Super Bowl XXXV may be the biggest football beer-drinking challenge since NFL fans froze their lips tight at the sub-zero Packers/Cowboys Ice Bowl in ’68.
It’ll be almost as tough to swallow a geographically appropriate brew when the Ravens and Giants face off in the big game on Sunday.
Baltimore’s most famous beer, National Bohemian, hasn’t been produced in Baltimore since G. Heileman Brewing shut down its brewery in 1995. I haven’t seen a can of that stuff around these parts in years.
As for East Rutherford, N.J., the closest brewery is a few miles south at the Budweiser factory in Newark.
So there’s your choice: Extinct or just plain Stink.
Look, guys: Super Bowl parties are the No. 2 beer-drinking event of the year (behind New Year’s Eve, according to the Washington, D.C.-based Beer Institute).

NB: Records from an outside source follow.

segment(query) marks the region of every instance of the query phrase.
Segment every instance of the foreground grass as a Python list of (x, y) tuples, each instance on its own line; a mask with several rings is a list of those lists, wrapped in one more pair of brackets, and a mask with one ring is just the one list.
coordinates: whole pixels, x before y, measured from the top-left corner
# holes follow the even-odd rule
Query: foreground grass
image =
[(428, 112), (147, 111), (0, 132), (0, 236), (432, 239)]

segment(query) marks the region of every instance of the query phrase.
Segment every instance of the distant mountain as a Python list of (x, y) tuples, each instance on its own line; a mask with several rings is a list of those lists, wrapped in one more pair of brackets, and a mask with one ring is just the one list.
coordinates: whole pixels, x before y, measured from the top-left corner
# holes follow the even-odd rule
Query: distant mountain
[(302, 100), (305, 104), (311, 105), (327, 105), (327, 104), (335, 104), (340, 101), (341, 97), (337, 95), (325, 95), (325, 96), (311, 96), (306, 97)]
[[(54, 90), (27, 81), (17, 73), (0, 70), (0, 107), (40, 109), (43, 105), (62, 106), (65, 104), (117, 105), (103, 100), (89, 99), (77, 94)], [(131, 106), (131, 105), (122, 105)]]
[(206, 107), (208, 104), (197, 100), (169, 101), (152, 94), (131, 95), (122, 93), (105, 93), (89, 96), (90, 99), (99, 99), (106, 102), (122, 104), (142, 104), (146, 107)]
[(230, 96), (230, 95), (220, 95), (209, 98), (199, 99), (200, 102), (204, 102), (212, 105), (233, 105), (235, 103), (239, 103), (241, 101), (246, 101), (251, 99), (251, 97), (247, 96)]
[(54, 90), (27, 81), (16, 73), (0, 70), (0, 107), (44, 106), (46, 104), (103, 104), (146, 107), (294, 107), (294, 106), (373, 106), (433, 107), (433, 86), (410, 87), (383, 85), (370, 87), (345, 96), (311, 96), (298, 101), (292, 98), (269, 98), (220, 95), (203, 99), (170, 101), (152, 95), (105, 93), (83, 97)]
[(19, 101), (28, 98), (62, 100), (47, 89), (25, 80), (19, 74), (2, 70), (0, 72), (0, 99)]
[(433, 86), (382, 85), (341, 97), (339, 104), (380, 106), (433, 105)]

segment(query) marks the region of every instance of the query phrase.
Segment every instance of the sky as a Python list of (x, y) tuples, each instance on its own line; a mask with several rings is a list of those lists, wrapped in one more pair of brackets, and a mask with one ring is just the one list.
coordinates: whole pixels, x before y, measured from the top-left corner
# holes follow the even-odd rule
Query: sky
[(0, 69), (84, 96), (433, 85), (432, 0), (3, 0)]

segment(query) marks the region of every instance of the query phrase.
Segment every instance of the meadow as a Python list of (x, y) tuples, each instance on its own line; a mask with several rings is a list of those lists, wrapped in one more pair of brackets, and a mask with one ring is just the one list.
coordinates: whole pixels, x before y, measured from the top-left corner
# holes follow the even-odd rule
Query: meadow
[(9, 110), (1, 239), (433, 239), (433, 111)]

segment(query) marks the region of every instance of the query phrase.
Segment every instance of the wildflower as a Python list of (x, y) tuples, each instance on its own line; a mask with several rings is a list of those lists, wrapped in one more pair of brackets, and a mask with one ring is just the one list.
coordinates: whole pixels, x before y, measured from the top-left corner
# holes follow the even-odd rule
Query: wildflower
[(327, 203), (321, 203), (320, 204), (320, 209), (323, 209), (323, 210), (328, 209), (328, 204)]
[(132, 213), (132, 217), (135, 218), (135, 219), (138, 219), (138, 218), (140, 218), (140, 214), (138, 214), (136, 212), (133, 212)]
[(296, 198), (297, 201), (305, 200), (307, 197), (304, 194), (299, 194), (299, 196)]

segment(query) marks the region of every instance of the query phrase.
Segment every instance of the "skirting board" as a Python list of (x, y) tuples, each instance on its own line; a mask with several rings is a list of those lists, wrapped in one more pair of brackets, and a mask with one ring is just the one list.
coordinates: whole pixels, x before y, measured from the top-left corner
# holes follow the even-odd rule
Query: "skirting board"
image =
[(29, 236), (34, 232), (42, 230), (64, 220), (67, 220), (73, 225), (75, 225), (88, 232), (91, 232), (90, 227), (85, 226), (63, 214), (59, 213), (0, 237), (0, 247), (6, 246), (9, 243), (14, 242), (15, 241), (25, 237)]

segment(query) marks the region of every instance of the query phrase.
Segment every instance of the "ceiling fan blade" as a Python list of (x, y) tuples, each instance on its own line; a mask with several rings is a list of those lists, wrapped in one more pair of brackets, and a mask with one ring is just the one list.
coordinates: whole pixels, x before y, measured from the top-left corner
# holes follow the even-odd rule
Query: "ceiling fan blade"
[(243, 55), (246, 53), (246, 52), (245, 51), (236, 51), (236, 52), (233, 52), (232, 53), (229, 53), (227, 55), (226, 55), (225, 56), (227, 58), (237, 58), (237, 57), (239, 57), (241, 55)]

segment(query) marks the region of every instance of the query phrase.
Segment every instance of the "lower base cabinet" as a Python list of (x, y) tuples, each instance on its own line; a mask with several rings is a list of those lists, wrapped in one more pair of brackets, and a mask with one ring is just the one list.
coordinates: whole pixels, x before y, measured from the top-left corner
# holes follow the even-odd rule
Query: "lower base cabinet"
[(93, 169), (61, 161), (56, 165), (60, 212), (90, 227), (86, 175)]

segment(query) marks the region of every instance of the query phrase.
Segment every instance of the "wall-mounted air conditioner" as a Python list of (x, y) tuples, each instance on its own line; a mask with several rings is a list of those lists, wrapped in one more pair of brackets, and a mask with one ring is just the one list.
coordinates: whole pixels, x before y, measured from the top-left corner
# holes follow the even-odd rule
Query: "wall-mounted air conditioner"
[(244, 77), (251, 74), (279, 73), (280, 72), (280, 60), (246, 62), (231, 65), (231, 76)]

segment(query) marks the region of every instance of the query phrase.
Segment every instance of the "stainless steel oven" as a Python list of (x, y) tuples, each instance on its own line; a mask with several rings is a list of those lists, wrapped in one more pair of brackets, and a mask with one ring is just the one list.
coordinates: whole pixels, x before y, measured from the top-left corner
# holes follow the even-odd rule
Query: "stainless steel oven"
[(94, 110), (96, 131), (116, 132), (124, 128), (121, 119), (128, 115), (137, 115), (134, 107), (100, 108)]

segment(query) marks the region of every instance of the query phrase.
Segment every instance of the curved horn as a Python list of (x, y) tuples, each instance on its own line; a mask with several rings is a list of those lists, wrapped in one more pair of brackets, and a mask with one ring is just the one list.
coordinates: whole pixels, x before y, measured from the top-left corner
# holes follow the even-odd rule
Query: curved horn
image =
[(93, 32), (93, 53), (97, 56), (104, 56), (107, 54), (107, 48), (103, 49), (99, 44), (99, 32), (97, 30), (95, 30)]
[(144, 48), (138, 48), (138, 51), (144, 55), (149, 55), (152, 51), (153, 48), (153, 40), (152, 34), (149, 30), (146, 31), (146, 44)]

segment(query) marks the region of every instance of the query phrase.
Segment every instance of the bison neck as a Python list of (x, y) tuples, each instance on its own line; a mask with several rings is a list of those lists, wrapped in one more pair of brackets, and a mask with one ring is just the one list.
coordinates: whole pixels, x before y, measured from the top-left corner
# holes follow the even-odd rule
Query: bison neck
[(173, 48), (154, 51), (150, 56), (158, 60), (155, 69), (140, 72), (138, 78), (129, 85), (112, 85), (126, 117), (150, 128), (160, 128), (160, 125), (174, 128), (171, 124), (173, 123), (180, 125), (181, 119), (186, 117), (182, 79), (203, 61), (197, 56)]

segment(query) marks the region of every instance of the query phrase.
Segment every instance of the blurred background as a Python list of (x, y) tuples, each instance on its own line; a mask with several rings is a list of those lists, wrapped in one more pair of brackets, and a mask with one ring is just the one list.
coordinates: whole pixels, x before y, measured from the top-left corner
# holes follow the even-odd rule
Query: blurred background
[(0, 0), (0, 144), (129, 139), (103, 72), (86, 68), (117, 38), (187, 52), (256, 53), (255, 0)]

The least you can do is serve your guests something special.
Your work is cut out for you, though, because the craft brew scene offers little obvious help.
The most logical choice for AFC fans would be Baltimore-Washington Beer Work’s The Raven. Brewed in Germany, it’s a specialty lager with a heavy, malty flavor.
But The Raven is next to impossible to find.
President Stephen Demczuk told me that the brewery, which normally produces about 100 barrels a month, is completely sold out.
“We’ve gotten a huge, incredible request for the beer,” Demczuk said. “We’re out of kegs, and we’re expecting more bottles [today], but they’re already sold out. ”
Even the brewery’s glassware and T-shirts are gone.
Thankfully, other Baltimore-area specialty brews provide some relief. Look for Clipper City Brewing Chesapeake Gold Ale, which won a bronze medal at last year’s Great American Beer Festival. And Baltimore Brewing Co. makes a bunch of excellent German-style brews. DeGroen’s Dunkles is a terrific complement to spicy food.
Both are available locally.
North Jersey is a bigger challenge. Despite its proximity to New York, the vicinity is not known for craft-brewing.
Giants fans, however, may find some satisfaction from beers by Triumph Brewing, in Princeton, N.J.
Don’t care who wins?
Look for a locally made keg of craft brew at your friendly distributor. It’s the freshest beer you can find, and prices usually average less than a buck a glass.
Most distributors will handle special orders, if you give a day or two notice.
It’s a stretch, but two local gridiron-appropriate craft brews are Yards Brewing ESA of Manayunk and Victory Brewing HopDevil IPA of Downingtown.